Turing Machine

What does the Church-Turing Thesis postulate?

Salinas Molina, M. A. (2011), proposes that the Church-Turing thesis defines the computability of a computable function, an important result in computer science because it helped to formulate a discipline of human knowledge: Computer science.

His real success was to bring out the compiler theory, whose object is to make the programs that run on computers closely related to the concepts of algorithm and recursion, its statement is presented as follows: A function is effectively computable if only if it is Turing computable. This includes two concepts, the first on the effectively computable function that refers to the recursive functions that are an effective computation, stated by Church in the lambda calculus; the second on the effective procedure, definition given by Turing in the sense of successfully executing a sequence of instructions in a Turing machine.

Vargas, C., & de Costa Rica, I. T. (1996), establishes that the Church-Turing thesis deals with the algorithm for the calculation of a mathematical function, which is impossible to demonstrate mathematically, since the concept is of an intuitive nature. In this sense, we can establish that the computable coincides with the Turing-Computable (computable by means of MT).

What is the difference between a search problem and a decision problem?

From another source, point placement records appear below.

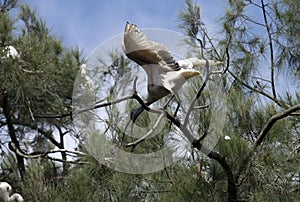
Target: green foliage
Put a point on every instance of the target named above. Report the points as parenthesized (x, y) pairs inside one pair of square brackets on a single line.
[(38, 85)]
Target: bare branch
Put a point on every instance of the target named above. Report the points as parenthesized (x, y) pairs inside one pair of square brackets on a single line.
[(271, 48), (263, 134)]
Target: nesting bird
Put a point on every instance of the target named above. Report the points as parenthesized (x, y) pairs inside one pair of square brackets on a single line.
[(165, 74), (5, 190)]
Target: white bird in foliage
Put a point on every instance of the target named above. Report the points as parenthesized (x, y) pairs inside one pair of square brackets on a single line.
[(5, 190), (165, 75), (10, 52)]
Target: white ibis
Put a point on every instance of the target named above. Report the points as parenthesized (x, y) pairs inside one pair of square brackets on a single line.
[(10, 52), (165, 75)]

When we talk about a search problem, the Turing Machine understands that it receives an input of information and returns an output depending on what is supplied, on the other hand, when the MT is confronted with a decision problem, where the input data can be a value from 1 to 'n' values, the expected results would be presented in a binary form, that is, ones and zeros, understanding that its output would be a value between 'True' or 'False', Martínez, G. D. J. R. (2016).

Why in the case of decision problems, can we refer interchangeably to problems and languages?

The execution process of a Turing Machine, starts initially from a tape that forms a Tuple of values, which are represented, as a language of sets of strings, Favio Perea (2013).

For example: we can represent the execution of values in a TM, by means of the following set of strings

T = (Σ, Q, q0, qf, δ)

Where:

Σ = ∅ is a finite alphabet containing a distinguished symbol, called the white symbol,

Q = ∅ is the finite set of states, which includes q0 and qf, q0 is the initial state,

qf is the final state of acceptance

δ is a transition function whose domain is a subset of Q × Σ and whose contradomain is Q × Σ × M. Such that if δ is defined for the pair (l, s) ∈ Q × Σ and δ (l, s) = (l', s', m).

Then:

(l) is the current state,

(s) the symbol being read by the head, 

(l') the state to which the transition will take us (s') the symbol to be written,

(m) the movement that the head will make.

Bibliography

• Salinas Molina, M. A. (2011). Computability and Turing machine.
• Muro, V. (2018, January). Computability, randomness and the Church-Turing Physics Thesis. I Jornadas de Estudiantes del Departamento de Filosofía.
• Vargas, C., & de Costa Rica, I. T. (1996). Artificial Intelligence (AI) and Cognitive Science be known and discussed in. Memoria, 348.
• Martínez, G. D. J. J. R. (2016). Some challenges to the Turing test. Luxiérnaga-Philosophy Student Journal, 6(11), 21-21.